The history museum in downtown Greenville has an interesting exhibit about Native American tribes in the South Carolina Upcountry. Admission is $5 adults, $4 seniors, $3 children and students age 4 to 18 and free for children age 3 and under.
“…The Great Buzzard flew all over the world…when he reached the Cherokee country, he was very tired, and his wings began to flap…wherever they struck the earth there was a valley, and when they turned up again there was a mountain.” Cherokee myth
“The males of the Cherokee…are tall, erect, and moderately robust, their limbs well shaped so as generally to form a perefect human figure…”
William Bartram, naturalist, 1791
Drawing of early Cherokee settlements in the Carolinas.
Over time the Cherokee settlements turned into towns that were more spread out and more advanced than earlier villages, as illustrated in the Tennessee’s Chota town layout below.
Trade and war
In 1730, seven Cherokee warriors went to London to sign a treaty with the British government. They signed a trade agreement that will eventully build colonial fortunes for Great Britain. European traders obtained deerskins and sometimes slaves from the Cherokees. In the early 1700s, South Carolina exported 54,000 deerskins annually.
Native Americans became dependent on European manufactured goods, such as fabric, farming tools, hardware and weapons. They soon exhausted the deer population.
Mounting debt forced them to sell land in order to satisfy their creditors.
Treaties between the Cherokees and the Charlestown-based government limited European settlement in the Upcountry.
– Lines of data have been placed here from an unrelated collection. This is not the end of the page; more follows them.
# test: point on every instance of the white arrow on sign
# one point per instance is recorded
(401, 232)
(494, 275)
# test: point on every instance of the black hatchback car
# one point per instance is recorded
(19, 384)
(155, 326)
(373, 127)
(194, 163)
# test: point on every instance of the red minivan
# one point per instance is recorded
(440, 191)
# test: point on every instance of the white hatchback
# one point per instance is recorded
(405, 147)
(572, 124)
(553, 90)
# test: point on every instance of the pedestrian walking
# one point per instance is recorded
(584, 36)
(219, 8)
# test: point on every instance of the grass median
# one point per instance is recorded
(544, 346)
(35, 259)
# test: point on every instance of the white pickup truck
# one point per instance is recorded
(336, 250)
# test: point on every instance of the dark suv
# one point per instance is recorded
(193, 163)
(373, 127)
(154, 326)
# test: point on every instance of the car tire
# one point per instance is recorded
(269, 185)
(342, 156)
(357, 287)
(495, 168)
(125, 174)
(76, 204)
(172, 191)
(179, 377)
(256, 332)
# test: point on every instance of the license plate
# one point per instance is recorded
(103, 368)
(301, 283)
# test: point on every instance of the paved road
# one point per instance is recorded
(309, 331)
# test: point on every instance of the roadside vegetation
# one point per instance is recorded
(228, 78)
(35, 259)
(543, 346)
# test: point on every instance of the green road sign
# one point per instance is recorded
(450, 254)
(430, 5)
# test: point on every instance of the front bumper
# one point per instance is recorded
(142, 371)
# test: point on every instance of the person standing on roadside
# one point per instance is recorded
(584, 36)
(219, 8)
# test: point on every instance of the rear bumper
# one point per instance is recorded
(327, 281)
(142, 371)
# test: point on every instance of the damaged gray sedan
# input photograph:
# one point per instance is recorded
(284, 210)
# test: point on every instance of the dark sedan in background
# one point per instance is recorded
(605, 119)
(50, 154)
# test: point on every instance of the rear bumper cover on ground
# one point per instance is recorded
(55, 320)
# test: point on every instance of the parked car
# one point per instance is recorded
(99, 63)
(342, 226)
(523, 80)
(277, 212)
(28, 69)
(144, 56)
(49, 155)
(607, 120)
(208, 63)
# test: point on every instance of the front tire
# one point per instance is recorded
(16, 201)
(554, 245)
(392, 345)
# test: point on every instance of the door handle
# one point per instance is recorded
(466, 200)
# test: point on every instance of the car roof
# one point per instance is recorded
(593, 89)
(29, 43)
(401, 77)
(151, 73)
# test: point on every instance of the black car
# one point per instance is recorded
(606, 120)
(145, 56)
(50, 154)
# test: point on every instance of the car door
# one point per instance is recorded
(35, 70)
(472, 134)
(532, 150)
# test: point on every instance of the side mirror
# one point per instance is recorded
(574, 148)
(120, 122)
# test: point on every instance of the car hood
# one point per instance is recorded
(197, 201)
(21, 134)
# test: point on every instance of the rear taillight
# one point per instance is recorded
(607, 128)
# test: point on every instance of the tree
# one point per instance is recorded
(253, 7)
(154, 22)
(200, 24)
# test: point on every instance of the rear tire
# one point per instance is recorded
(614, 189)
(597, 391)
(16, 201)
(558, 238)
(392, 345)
South Carolina Governor James Glen secured treaties with Native Americans in 1743 that promoted trade and designated land for European settlement. However, as Piedmont region offered rich soil and clean water for farming, settlers ignored these treaties and moved into Native American land.
In response, the Cherokees attacked the settlements in 1759. The following winter,
at Fort Prince George, the colonial militia killed hostages when Cherokee warriors stormed the fort.
After intese fighting a new treaty was signed creating a new boundary between Cherokee lands and European settlements.
During the American Revolution the Cherokees sighted with the British, hoping they would stop the advancement of the settlements. Patriot militia burned Cherokee towns and crops. On May 20, 1777 at DeWitt’s Corner, Outacite and other Cherokee leaders gave up their lands to the new American government.
The Catawbas settled east along the Catawba and Wateree Rivers. They often fought with the Cherokees over precious Upcountry land. When the Europeans arrived the tribes agreed to a truce in order to participate in trading. Over time Catawba pottery became highly desired by European settlers who used it for cooking.
Once a distinct nation, by the 1730s, the Catawbas became an amalgam of different trives joined together from wars, settler incursion and disease. By 1760, war and smallpox ravaged the Catawbas to just about 500 people.